Pierre Rabhi est persuadé que nous avons les moyens de faire face aux grands problèmes écologiques et de société, il s’agit d’un « travail de régénération planétaire dont le premier maillon est la restauration de la Terre nourricière, de l’air et de l’eau, ainsi que la préservation de la bio-diversité. Pour cela il faut peut-être agir au front de la politique pour obtenir des décisions concrètes, mais sans oublier que ces décisions sont rattachées à quelque chose de beaucoup plus global, qui relève de la préservation de la bio-sphère et de la survie de l’Humanité » Et d’affirmer que parallèlement à ces actions collectives, il est indispensable d’agir au niveau individuel. D’abord par une éducation appropriée visant à former des éco-citoyens responsables. (Ce volet est pris en compte chez les Rabhi puisque la fille de Pierre et son compagnon qui ont repris la ferme y ont adjoint une « école Montessori » qui accueille une quinzaine d’enfants du coin). Mais au delà de cette « écologie de la citoyenneté » Pierre Rabhi en appelle à « une écologie de l’engagement profond qui va chercher au tréfonds de la conscience de chacun, et qui rejoint le sacré » Il poursuit ainsi : «l’écologie sacrée, c’est la reconnaissance que la vie est l’émanation d’une intelligence, d’un ordre qui est sacré. C’est un niveau vers lequel l’écologie ne veut pas aller, c’est pourquoi elle ne touche plus assez les gens. Je respecte l’arbre, la terre, non pas seulement parce que je suis un bon citoyen qui ne veut pas polluer, mais surtout parce que j’ai ressenti dans l’arbre quelque chose qui transcende l’intelligence humaine et qui nous ouvre au mystère de la vie et à la quête spirituelle. Nous devons apprécier les ressources qui sont mises à notre disposition à leur juste valeur et développer une profonde gratitude vis à vis de la nature qui nous les pourvoit. Il ne s’agit pas de la dominer comme on l’affirme trop souvent dans les religions, mais de la respecter pleinement, sinon on développe une rapacité qui est aux antipodes de l’amour et de la compassion dont nous avons tant besoin. »

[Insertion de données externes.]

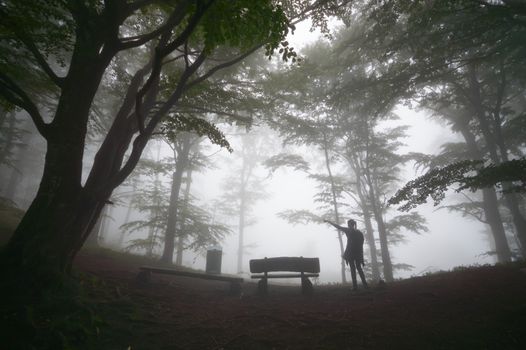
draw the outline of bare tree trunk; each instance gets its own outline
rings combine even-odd
[[[177,207],[179,202],[179,192],[183,180],[183,173],[188,166],[188,155],[191,148],[191,137],[189,133],[182,133],[183,143],[177,154],[175,162],[175,172],[172,176],[172,190],[170,193],[170,206],[168,209],[168,223],[166,225],[166,234],[164,238],[164,250],[161,262],[171,264],[173,262],[175,236],[177,229]]]
[[[482,154],[477,146],[475,136],[468,128],[467,120],[465,118],[462,120],[457,120],[455,125],[462,133],[462,136],[464,136],[464,140],[466,141],[466,145],[471,157],[473,157],[473,159],[482,159]],[[486,216],[486,221],[491,228],[491,233],[495,241],[495,249],[498,261],[510,261],[511,251],[506,239],[506,232],[504,230],[504,225],[502,224],[502,218],[499,212],[497,194],[493,188],[485,188],[482,190],[482,198],[484,215]]]
[[[323,139],[325,143],[325,147],[323,147],[323,152],[325,155],[325,167],[327,168],[327,173],[329,174],[329,179],[331,182],[331,194],[332,194],[332,205],[334,209],[334,220],[337,224],[340,224],[340,215],[338,213],[338,202],[337,202],[337,197],[336,197],[336,189],[334,185],[334,178],[332,177],[331,163],[329,159],[329,151],[327,150],[328,142],[327,142],[327,136],[325,134],[323,134]],[[340,232],[340,230],[336,230],[336,232],[338,235],[337,236],[338,243],[340,244],[340,257],[341,257],[341,260],[340,260],[341,270],[340,271],[341,271],[341,276],[342,276],[342,283],[346,283],[347,277],[345,276],[345,259],[343,258],[344,253],[345,253],[345,247],[343,246],[342,233]]]
[[[186,188],[184,191],[184,205],[187,206],[190,201],[190,189],[192,187],[192,169],[190,168],[186,174]],[[184,252],[184,241],[186,238],[186,229],[185,229],[185,218],[182,217],[180,220],[180,230],[177,235],[177,254],[175,256],[175,264],[183,265],[183,252]]]

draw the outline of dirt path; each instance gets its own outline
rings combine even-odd
[[[137,263],[82,254],[90,298],[105,320],[101,349],[521,349],[526,273],[480,267],[352,293],[347,286],[271,285],[241,297],[223,282],[155,276],[134,283]],[[88,278],[89,280],[89,278]]]

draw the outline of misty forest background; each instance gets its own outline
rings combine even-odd
[[[23,260],[18,250],[54,255],[69,231],[48,221],[74,215],[83,226],[71,230],[87,231],[67,254],[55,254],[68,256],[59,270],[81,246],[196,269],[220,247],[226,273],[247,273],[251,258],[319,256],[322,282],[346,282],[346,238],[323,220],[348,218],[365,235],[373,281],[526,254],[521,1],[322,1],[317,12],[291,1],[296,18],[283,22],[287,30],[263,21],[256,26],[269,32],[248,39],[254,25],[244,37],[234,19],[223,38],[206,28],[183,37],[199,11],[197,21],[217,29],[220,20],[206,11],[234,10],[175,1],[190,16],[174,26],[181,39],[159,31],[142,41],[163,18],[177,21],[170,6],[142,9],[120,29],[137,42],[121,43],[127,48],[104,58],[104,69],[93,64],[86,73],[99,74],[100,85],[83,81],[82,72],[67,80],[76,67],[69,60],[78,58],[68,26],[82,23],[84,10],[93,15],[88,5],[71,17],[55,13],[60,1],[15,3],[0,2],[0,196],[12,221],[2,232],[9,261]],[[38,9],[54,18],[44,29],[33,21]],[[102,57],[108,47],[98,43],[95,51]],[[71,86],[93,96],[78,101],[87,111],[80,134],[83,127],[60,114]],[[110,140],[115,128],[128,132],[111,139],[121,143]],[[78,138],[85,142],[72,141]],[[103,162],[112,152],[120,160]],[[53,187],[46,174],[64,174],[67,164],[75,164],[77,184]],[[77,199],[88,188],[96,199],[82,207]],[[45,197],[52,191],[77,193],[61,204],[79,205],[77,214],[46,207],[43,198],[57,198]],[[58,233],[18,249],[36,235],[28,225]],[[44,239],[49,244],[37,244]]]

Pierre Rabhi insiste ainsi sur notre responsabilité dans la gestion de la planète qui implique de ré-affirmer nos devoirs et non pas seulement nos droits. Pour lui il convient d’être pleinement conscient du caractère sacré de la vie et de la respecter sous toutes ses formes, ce respect étant la seule manière de développer une compassion réelle.

Afin de pouvoir diffuser plus largement ces points de vue, Pierre Rabhi a accepté de concourir pour l’élection présidentielle. Aura-t-il les 500 signatures indispensable pour accéder au premier tour ? Quoi qu’il en soit, son message de bon sens et de sagesse n’est en aucun cas réductible à une échéance politique. Ceux qui y sont sensible sauront le diffuser davantage.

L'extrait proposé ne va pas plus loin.